Love Is Blind creator claps back at criticism over season eight having the whitest cast ever
Let’s be honest, there aren’t a ton of Love Is Blind memes about literally everyone on the season eight cast looking the same for no reason, and it’s been proven that this season is the whitest we’ve had yet.
During the first seven seasons of Love Is Blind, about 50 per cent of the overall cast weren’t white but season eight has cut that down to just 30 per cent.
The lack of diversity on the Netflix show hasn’t gone unnoticed by viewers, however, the creator of Love Is Blind season eight, Coelen, has defended the overwhelming whiteness of the cast.

They told Entertainment Weekly: “Well, the show casts itself. We put people in the pods, and you try to have a very diverse group of people in lots of different ways [at the start]. And then the people who get engaged are the people who get engaged.
“The people who fall in love are the people who fall in love. If you’re sort of trying to tick a box, there were lots of people who were in the group coming into the pods who ultimately just didn’t find their person and who we didn’t choose to [follow].”
Coelen added that if a cast member does connect with anyone in the pods they won’t feature in an episode, explaining: “It’s like [how] we chose to tell the Madison-Meg-Mason-Alex story because it felt really worthwhile telling.

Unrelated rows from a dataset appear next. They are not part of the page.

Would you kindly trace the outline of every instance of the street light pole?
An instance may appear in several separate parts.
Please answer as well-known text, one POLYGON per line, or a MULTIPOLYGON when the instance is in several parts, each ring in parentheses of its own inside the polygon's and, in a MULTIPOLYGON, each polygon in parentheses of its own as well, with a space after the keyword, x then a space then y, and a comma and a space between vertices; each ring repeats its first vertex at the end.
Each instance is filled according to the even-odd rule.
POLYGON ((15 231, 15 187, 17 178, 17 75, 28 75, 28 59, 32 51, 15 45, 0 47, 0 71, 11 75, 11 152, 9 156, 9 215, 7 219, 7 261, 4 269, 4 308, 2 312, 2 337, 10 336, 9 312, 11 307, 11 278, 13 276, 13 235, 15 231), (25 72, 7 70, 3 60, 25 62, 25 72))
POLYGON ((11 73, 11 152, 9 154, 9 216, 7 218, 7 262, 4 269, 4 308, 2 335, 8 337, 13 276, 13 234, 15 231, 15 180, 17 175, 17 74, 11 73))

“There are 32 stories times however many people each person dates. So if each person starts off dating 16 people, do the math, that’s, I don’t know, close to 1,000 stories? Something like that. And you can only tell so many of them.”

The creator continued: “We always, always, always strive to seed the pods for the greatest possible success, and within that, diversity of not only ethnicity or race, but backgrounds, and financial status, and body types and looks and all that stuff.
You’re less concerned about that, to be honest, than just trying to have a group of people that you hope are somewhat compatible and then seeing what happens. And like I said, then they cast the show for us.
“We don’t decide, ‘Oh, this is a good couple. That’s a good couple.’ We don’t steer it in any way. They figure it out on their own.”